Reflexión del Evangelio del Domingo 25 de Marzo (Maximiliano Koch, sj)

En sus Ejercicios Espirituales, san Ignacio invita a que nos acerquemos a contemplar la Pasión del Señor considerando “cómo la Divinidad se esconde”. Durante este tiempo, el hombre que se atrevió a llamar a Dios Padre y que demostró tener poder sobre la enfermedad, los demonios, las rígidas estructuras sociales y religiosas, aparece rendido, abatido, impotente. Será objeto de risas, insultos, castigos y, finalmente, una muerte en cruz. Sí… la divinidad parece esconderse…

La Pasión es una triste historia que muchas veces no queremos recordar. Queremos pasar de página o de día rápidamente, intentando llegar al acontecimiento de la Resurrección para gritar al mundo que verdaderamente Cristo es el anunciado, el salvador, el verdadero Mesías. Pero sólo a través de lo que ocurrió en aquella semana de Pascua judía podemos entendernos como cristianos hoy. Porque en esos tristes acontecimientos donde parece que la divinidad se esconde, Dios reveló plenamente cómo actuaba, a qué invitaba al hombre y mostró qué significa el ser humano para Él.

En efecto, a través de gestos como el lavatorio de los pies, Jesús enseñó que no vino a imponer su voluntad a los hombres sino a servirles. Pudo ponerse de rodillas y actuar del mismo modo como actuaban los sirvientes o esclavos de las casas. Esta cualidad, ciertamente, no coincide con lo que muchos esperan de Dios. Por el contrario, queremos que aparezca un ser que condene tanto el pecado como los pecadores, un dios que juzgue y demuestre su poder definitivamente bajo el sometimiento. Aún hoy rechazamos la imagen de ese Dios que quiere servirnos, ofreciéndonos lo que necesitamos para vivir en plenitud.

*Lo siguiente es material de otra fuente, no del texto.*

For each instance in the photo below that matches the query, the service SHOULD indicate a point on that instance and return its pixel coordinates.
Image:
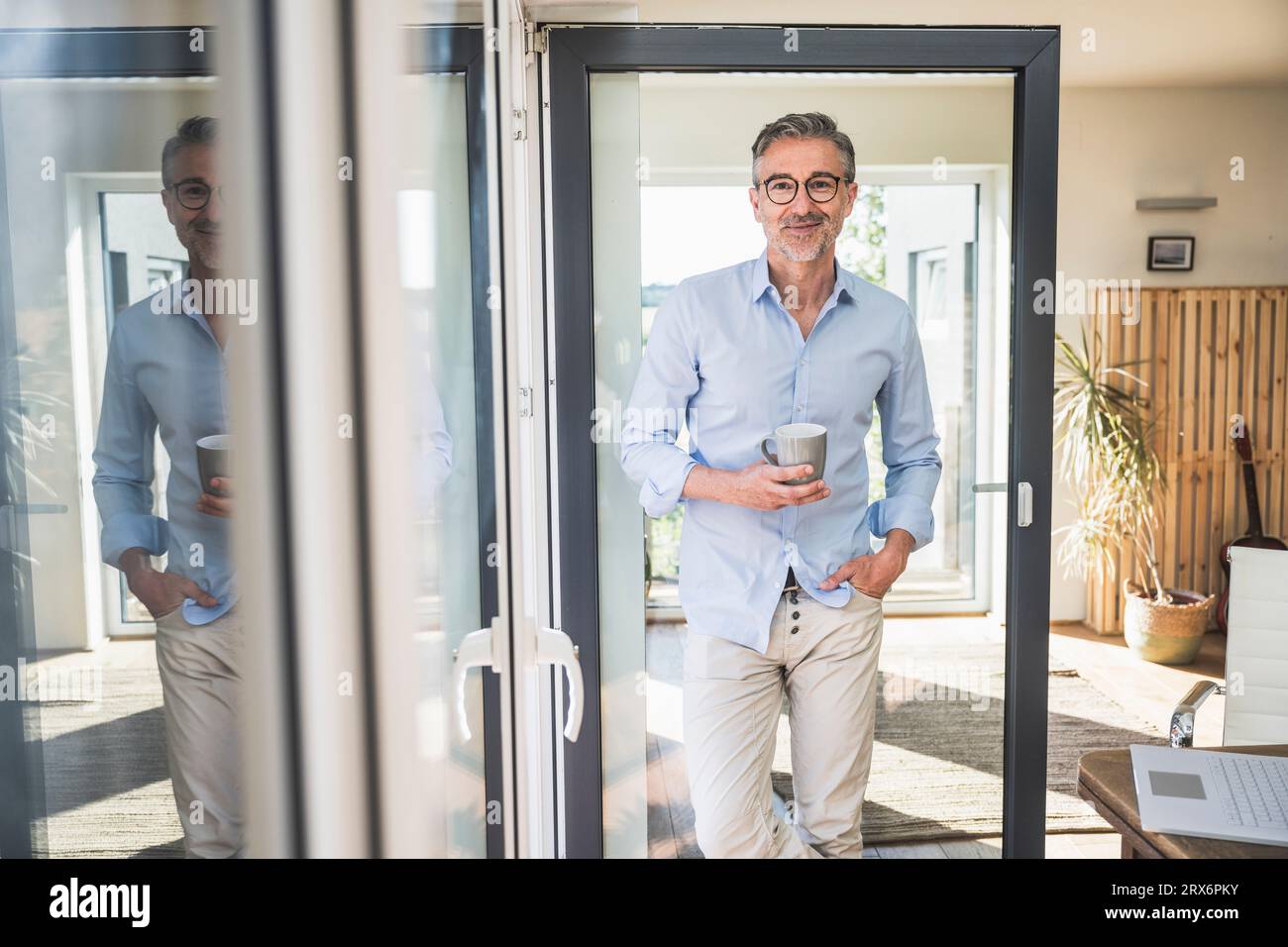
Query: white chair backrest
(1256, 648)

Pero Jesús, en esa semana, no sólo sirvió al ser humano, sino que lo amó plenamente. Sólo entregándose para ser crucificado podía mostrar cuál es la medida del amor que Él nos tiene. Asfixiándose, desangrándose, sufriendo insoportables dolores físicos y espirituales, todavía tuvo fuerzas para gritar: “perdónalos, porque no saben lo que hacen”, mostrándonos cuál es la medida de la misericordia. Esta imagen de un Dios que es capaz de amar y perdonar hasta morir también puede ser objeto de rechazo por nosotros. Nos es más fácil primero juzgar y luego actuar en consecuencia. Es más fácil vivir desde relaciones de poder e imposición que desde relaciones horizontales, de entrega. Y, sin embargo, Dios invita a algo distinto, nuevo, liberador, que resulta capaz de plenificarnos.

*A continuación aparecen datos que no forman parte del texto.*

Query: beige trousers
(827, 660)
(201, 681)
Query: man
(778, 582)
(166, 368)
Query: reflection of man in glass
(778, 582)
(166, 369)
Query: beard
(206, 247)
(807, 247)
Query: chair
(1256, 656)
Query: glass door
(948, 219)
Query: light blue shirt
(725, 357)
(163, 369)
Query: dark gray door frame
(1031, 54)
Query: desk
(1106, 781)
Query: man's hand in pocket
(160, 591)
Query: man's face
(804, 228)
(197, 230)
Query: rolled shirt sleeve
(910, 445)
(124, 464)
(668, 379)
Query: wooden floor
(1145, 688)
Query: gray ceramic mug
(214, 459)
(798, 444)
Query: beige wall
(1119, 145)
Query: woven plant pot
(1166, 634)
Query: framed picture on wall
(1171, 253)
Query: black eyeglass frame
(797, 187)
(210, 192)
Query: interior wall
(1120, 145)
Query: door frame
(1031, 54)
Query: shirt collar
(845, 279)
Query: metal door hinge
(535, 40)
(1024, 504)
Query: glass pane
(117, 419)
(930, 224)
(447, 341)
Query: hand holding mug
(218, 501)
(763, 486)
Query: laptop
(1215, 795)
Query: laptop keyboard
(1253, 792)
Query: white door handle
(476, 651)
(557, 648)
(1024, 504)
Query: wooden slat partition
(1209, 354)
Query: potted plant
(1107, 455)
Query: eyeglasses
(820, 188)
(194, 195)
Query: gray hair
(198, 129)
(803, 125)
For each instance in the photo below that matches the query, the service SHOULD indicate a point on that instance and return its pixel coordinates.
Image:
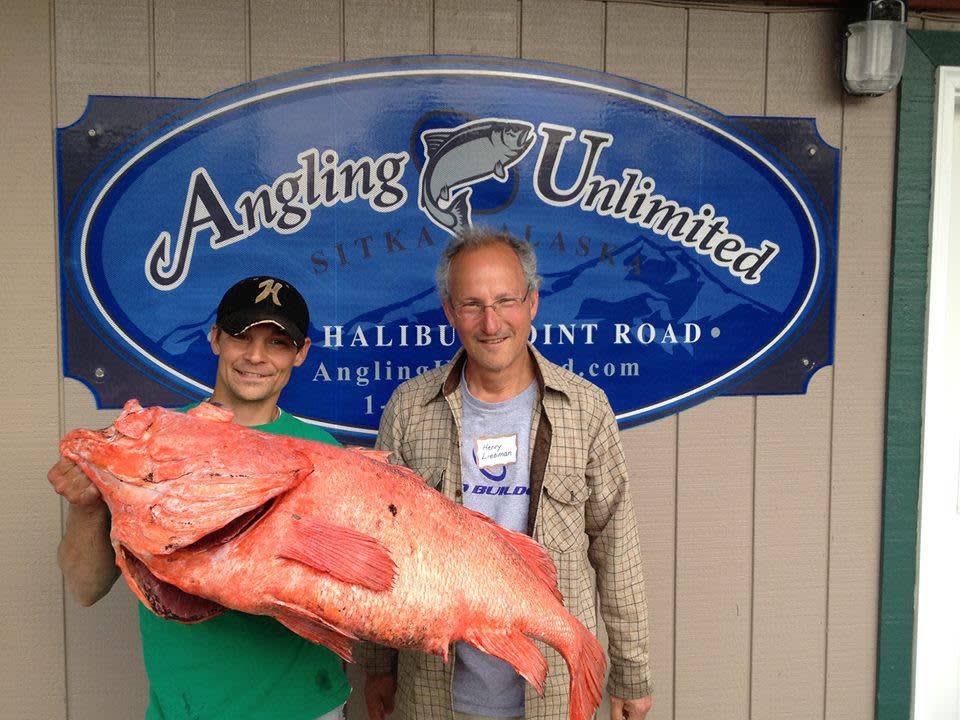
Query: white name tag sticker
(496, 451)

Finalmente, otro en su camino al Calvario, Jesús también nos enseñó qué somos los seres humanos ante los ojos de Dios. Él sabía que, si entraba en Jerusalén, seguramente sería asesinado porque su figura había creado una fuerte tensión en la sociedad. Y, sin embargo, entró. Sabía que, si permanecía esa noche en la ciudad, lo irían a buscar para ser juzgado, condenado, torturado y asesinado en una cruz. Y, sin embargo, permaneció. Pero todo lo que iba a ocurrir valía la pena para Dios porque, para Dios, el hombre vale la pena. Aunque peque, aunque se equivoque, aunque robe, mienta, asesine, Dios no deja de amar al ser humano y cada uno vale la pena. Esta es la dignidad con la que Dios mira al hombre. Esto nos desconcierta absolutamente, al punto que San Pablo reconocerá que predicar a un Cristo crucificado constituye una locura y una necedad para el mundo. Quizá porque, para nosotros, la humanidad y la vida poco valen, al contrario de la mirada de Dios.

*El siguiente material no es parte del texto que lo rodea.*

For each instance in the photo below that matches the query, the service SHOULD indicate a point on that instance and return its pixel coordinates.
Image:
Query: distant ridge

La Divinidad, en la Pasión, pareció esconderse. Y, a la vez, se mostró plenamente en su propuesta, en su modo, en su acción. Realizó una oferta abierta a la humanidad para que viva plenamente. Nosotros seguiremos negociando con nuestras seguridades, comodidades, temores, deseos de aferrarnos a odios y tensiones. Pero la oferta de Dios está allí para que la acojamos en el tiempo, lugar y cantidad oportunas y necesarias, para que podamos hacerla acción en nuestras vidas a través del servicio, del amor, de la misericordia y de la entrega.